Intent Detection
Definition
Intent detection is the process by which an AI system determines what a customer is trying to accomplish based on the language they use. It classifies incoming messages or speech into predefined categories — such as billing inquiry, password reset, or cancellation request — so the system can route, respond, or trigger the appropriate workflow.
It is the first decision point in most AI-powered customer interactions. The accuracy of intent detection determines whether everything downstream — routing, automation, agent context — starts from the right place.
Example
A customer contacts support and says: "My bill looks wrong this month." The intent detection model classifies this as a billing inquiry. The system routes the contact to the billing queue and retrieves recent invoice data to surface to the agent.

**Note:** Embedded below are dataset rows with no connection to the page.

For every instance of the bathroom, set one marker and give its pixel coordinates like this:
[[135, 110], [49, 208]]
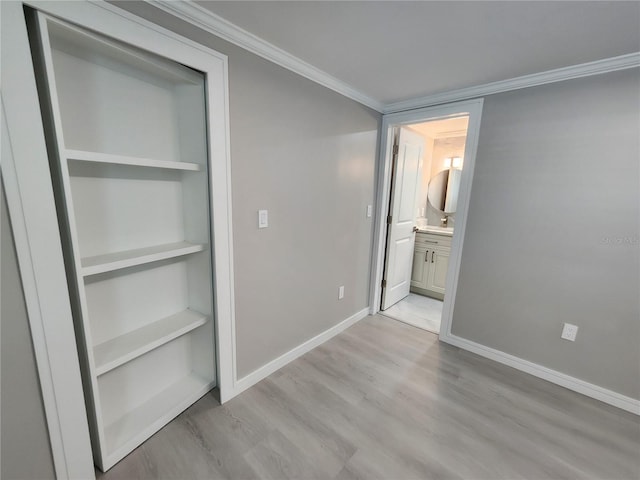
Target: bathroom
[[436, 194]]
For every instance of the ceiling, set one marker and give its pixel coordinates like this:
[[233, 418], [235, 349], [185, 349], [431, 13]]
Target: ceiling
[[395, 50]]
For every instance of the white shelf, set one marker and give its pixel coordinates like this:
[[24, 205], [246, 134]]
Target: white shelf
[[137, 425], [87, 45], [104, 158], [122, 349], [139, 256]]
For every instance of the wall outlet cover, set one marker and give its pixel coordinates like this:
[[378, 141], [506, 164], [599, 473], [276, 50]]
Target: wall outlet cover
[[569, 332], [263, 218]]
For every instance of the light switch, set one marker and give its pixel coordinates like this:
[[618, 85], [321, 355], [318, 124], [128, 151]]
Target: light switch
[[263, 218]]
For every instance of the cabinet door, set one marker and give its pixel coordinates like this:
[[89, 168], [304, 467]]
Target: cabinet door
[[420, 268], [438, 266]]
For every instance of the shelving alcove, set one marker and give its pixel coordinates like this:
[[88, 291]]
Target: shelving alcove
[[128, 142]]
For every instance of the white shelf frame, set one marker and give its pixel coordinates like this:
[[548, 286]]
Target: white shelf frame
[[29, 195], [140, 256], [124, 348], [109, 159]]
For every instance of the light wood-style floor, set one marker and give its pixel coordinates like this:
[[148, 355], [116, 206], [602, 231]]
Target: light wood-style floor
[[385, 400]]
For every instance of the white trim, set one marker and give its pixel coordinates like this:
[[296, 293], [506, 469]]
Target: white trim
[[589, 389], [30, 200], [206, 20], [39, 252], [222, 232], [473, 108], [274, 365], [598, 67]]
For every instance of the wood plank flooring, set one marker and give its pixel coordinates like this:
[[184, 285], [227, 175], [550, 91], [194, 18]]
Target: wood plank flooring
[[384, 400]]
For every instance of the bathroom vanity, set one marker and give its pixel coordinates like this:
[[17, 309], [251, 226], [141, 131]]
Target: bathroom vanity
[[431, 261]]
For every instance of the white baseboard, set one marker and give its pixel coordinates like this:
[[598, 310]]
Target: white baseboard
[[590, 390], [254, 377]]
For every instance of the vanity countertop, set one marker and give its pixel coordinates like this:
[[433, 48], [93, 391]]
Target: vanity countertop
[[448, 231]]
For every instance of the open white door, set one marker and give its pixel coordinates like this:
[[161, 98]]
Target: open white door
[[407, 172]]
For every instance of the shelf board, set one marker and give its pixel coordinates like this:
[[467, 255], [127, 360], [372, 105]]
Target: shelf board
[[137, 425], [105, 158], [122, 349], [139, 256], [92, 47]]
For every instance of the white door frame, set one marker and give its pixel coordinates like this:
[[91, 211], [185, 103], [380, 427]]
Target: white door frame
[[27, 182], [473, 108]]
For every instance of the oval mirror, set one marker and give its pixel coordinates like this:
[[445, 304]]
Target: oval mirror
[[443, 190]]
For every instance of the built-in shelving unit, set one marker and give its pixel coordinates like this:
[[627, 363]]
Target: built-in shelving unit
[[139, 256], [127, 137], [80, 156]]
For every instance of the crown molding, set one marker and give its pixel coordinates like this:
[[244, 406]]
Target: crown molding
[[206, 20], [597, 67], [202, 18]]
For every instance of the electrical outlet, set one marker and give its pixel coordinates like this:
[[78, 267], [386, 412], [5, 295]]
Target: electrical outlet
[[569, 332], [263, 218]]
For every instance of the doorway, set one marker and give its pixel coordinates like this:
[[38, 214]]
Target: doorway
[[422, 209]]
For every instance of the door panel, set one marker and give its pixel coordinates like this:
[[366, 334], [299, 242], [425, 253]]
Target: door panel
[[407, 173]]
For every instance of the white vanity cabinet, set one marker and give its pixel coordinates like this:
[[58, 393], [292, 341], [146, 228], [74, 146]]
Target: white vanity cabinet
[[430, 264]]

But intent detection needs to handle ambiguity too. A customer who says "I need help" has not expressed a clear intent. A well-designed system will ask a clarifying question rather than guess. A customer who mentions both a billing issue and a login problem is expressing multiple intents — the system needs to recognize this and handle it rather than forcing a single classification.
Why It Matters
This shows up as the first decision point in almost every AI-powered customer interaction. Intent accuracy cascades through the entire operation. Correct classification means the right routing, the right context, and the right automation. Misclassification means transfers, repeat contacts, and frustrated customers.
Operationally, intent detection should be continuously evaluated and improved using real interaction data. Intent models that were accurate at launch can drift as language patterns, products, and customer needs change over time.